Como acontece desde 2022 no dia 31 de outubro, o Governo espanhol homenageou hoje 20 vítimas da guerra civil e da ditadura, entre eles, o poeta Frederico García Lorca, o cineasta Luis Buñuel ou uma sobrevivente espanhola do campo de concentração nazi de Mauthausen, Maria Luis Ramos, que continua viva e esteve na cerimónia desta sexta-feira em Madrid.

Uma sobrinha de García Lorca, Laura García Lorca, falou na cerimónia em nome dos homenageados e famílias e apelou a que se mantenha viva a memória do tio, mas também de todas as vítimas da guerra civil e da ditadura franquista.

"A reparação moral é um dever", afirmou Laura García Lorca.

O poeta Frederico García Lorca foi assassinado em agosto de 1936 e "transformou-se em símbolo do horror, mas também numa advertência" porque "a cultura, a poesia, a liberdade de pensamento podem ser perseguidas mas não se destroem", considerou a sobrinha do escritor.

"Durante muitos anos a esperança via-se ao longe, mas a memória paciente, tenaz, continuou o seu caminho.

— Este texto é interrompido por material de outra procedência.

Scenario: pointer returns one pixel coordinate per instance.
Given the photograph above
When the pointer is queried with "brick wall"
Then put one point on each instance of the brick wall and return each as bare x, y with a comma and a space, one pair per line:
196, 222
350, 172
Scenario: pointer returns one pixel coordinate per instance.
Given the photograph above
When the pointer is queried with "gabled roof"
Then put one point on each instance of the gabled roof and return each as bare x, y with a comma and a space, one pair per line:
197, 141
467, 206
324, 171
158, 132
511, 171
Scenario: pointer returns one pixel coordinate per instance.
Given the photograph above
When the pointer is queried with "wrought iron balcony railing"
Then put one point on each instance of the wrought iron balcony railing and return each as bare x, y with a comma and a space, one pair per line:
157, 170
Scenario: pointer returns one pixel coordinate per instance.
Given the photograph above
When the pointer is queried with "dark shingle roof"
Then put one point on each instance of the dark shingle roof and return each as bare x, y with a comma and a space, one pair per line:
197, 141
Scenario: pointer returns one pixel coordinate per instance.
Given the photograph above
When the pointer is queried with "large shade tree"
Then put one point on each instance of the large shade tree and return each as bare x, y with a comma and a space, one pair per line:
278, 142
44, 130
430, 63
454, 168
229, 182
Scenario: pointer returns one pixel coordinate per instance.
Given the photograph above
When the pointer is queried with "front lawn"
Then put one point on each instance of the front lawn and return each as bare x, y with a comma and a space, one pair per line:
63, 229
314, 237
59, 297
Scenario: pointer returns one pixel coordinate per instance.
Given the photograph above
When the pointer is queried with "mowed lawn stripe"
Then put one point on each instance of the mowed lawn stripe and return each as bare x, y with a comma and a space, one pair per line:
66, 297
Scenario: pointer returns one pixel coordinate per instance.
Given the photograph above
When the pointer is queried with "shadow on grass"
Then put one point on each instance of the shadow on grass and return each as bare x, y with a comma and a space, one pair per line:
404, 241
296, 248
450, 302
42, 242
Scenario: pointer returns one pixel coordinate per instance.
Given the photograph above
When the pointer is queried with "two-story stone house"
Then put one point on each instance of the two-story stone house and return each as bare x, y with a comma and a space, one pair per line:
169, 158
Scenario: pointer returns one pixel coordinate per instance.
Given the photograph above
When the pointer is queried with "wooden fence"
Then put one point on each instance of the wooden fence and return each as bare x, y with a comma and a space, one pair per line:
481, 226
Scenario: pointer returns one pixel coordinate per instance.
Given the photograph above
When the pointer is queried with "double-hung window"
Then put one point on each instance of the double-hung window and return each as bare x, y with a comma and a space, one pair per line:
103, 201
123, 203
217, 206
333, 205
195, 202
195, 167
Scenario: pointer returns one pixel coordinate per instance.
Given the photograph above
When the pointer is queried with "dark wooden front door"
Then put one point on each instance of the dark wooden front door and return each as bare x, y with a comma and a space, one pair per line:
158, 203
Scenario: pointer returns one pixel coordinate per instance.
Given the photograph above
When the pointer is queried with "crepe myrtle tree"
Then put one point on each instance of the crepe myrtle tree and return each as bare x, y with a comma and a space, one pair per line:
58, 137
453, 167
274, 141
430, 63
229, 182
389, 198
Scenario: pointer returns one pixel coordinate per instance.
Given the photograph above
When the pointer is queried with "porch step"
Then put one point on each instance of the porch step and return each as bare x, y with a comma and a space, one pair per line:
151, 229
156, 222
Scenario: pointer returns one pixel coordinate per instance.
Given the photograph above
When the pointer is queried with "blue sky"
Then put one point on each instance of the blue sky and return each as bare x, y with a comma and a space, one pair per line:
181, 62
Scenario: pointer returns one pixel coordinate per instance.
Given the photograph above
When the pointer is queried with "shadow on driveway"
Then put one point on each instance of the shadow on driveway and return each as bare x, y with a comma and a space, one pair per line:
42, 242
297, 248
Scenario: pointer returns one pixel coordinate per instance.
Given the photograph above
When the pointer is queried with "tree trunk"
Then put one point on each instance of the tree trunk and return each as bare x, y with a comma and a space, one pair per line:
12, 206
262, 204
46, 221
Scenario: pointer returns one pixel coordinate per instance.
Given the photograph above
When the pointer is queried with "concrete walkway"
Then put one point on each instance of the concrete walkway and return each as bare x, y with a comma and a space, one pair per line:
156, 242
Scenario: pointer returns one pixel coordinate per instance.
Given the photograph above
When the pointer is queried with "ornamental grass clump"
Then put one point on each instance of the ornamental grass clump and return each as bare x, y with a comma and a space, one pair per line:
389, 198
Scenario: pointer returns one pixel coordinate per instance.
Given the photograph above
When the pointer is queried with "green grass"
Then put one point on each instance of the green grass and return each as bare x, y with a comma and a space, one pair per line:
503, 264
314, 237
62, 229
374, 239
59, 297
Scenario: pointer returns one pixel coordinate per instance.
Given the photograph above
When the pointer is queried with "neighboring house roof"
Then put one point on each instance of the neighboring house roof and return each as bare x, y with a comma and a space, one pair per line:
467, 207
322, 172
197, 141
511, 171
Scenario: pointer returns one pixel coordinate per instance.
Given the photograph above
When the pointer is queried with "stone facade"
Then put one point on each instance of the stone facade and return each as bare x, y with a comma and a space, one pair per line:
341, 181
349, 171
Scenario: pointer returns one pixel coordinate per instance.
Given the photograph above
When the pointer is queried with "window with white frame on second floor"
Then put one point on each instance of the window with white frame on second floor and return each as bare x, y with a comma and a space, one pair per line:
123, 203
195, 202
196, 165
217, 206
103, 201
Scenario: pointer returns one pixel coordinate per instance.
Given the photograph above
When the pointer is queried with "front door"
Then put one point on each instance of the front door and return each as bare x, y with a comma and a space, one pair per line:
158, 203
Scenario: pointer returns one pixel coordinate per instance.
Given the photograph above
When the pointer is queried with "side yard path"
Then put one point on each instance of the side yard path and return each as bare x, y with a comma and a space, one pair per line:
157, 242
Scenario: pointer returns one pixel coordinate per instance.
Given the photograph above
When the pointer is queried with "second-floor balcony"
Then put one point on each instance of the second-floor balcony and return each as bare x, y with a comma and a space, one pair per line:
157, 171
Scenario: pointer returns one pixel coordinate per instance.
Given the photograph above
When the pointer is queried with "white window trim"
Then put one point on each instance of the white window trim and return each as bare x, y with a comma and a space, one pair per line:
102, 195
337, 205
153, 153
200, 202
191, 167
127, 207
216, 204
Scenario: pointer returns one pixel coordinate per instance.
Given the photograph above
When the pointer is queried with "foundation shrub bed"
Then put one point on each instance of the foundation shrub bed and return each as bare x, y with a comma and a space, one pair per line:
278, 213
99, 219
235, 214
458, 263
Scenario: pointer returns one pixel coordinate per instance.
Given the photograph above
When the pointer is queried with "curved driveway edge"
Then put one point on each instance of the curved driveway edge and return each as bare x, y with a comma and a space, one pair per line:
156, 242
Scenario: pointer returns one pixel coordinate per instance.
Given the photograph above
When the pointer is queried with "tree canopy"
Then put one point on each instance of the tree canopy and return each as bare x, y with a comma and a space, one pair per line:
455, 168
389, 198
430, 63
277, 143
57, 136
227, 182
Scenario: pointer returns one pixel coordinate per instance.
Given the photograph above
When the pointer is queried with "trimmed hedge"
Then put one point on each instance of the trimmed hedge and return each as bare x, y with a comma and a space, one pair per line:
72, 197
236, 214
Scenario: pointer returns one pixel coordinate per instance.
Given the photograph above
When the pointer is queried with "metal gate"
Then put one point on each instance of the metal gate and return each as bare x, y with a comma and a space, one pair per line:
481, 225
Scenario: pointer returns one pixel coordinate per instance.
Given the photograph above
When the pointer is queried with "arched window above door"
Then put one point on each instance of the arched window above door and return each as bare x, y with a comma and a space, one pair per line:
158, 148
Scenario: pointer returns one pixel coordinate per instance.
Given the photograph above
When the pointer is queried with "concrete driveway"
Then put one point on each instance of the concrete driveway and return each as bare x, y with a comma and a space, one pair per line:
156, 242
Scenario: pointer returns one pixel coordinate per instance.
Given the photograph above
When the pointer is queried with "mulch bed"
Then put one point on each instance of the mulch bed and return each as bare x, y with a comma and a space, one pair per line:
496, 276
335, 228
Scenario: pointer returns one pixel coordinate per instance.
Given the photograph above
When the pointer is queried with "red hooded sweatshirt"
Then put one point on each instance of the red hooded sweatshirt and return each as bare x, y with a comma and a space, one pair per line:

Sobreviveu nos arquivos, na poesia, nas valas [onde continuam enterrados milhares de cadáveres], nas mãos dos familiares que nunca deixaram de recordar, de procurar", acrescentou Laura García Lorca, para quem a guerra civil espanhola foi uma "tragédia política", mas também "uma fratura moral e humana que atravessou Espanha inteira e que a ditadura prolongou durante décadas".

Na cerimónia de hoje não estiveram, como já aconteceu nos anos anteriores, os partidos da direita espanhola.

A Lei da Memória Democrática foi aprovada com os votos contra dos partidos de direita (Partido Popular, Cidadãos e União do Povo Navarro) e da extrema-direita (Vox), que invocaram que a legislação ia "reabrir feridas" já fechadas na sociedade espanhola e que a lei abrange alegados crimes e processos que vão além do período da ditadura.

O PP, que lidera a oposição, garantiu que revogará a lei quando voltar ao poder.

A lei, que substitui outra de 2007, aprovada durante o governo socialista de José Rodríguez Zapatero, reforça o compromisso de Espanha na procura de desaparecidos durante a guerra civil e o franquismo (que terminou com a morte do ditador Francisco Franco, em 1975) e abre a porta à investigação de possíveis violações de Direitos Humanos durante esse período e o que se seguiu à aprovação da Constituição atual, entre 1978 e 1983.

Em paralelo, ampliou a definição de vítimas, passando a incluir pessoas LGBTI (lésbicas, `gays`, bissexuais, transgénero, intersexuais), crianças adotadas sem consentimento dos progenitores e as línguas e culturas basca, catalã e galega, entre outros casos.

Mais de 500.000 pessoas morreram na guerra civil, entre 1936 e 1939, entre as forças nacionalistas rebeldes lideradas por Franco e os defensores de uma República espanhola.

Franco declarou-se vencedor em 01 de abril de 1939, e governou de forma autoritária até à morte, em 20 de novembro de 1975, havendo mais de 110.000 vítimas mortais da guerra e da ditadura que ficaram por identificar.

Espanha está este ano a celebrar oficialmente os 50 anos do fim da ditadura, tendo como referência a data da morte de Franco.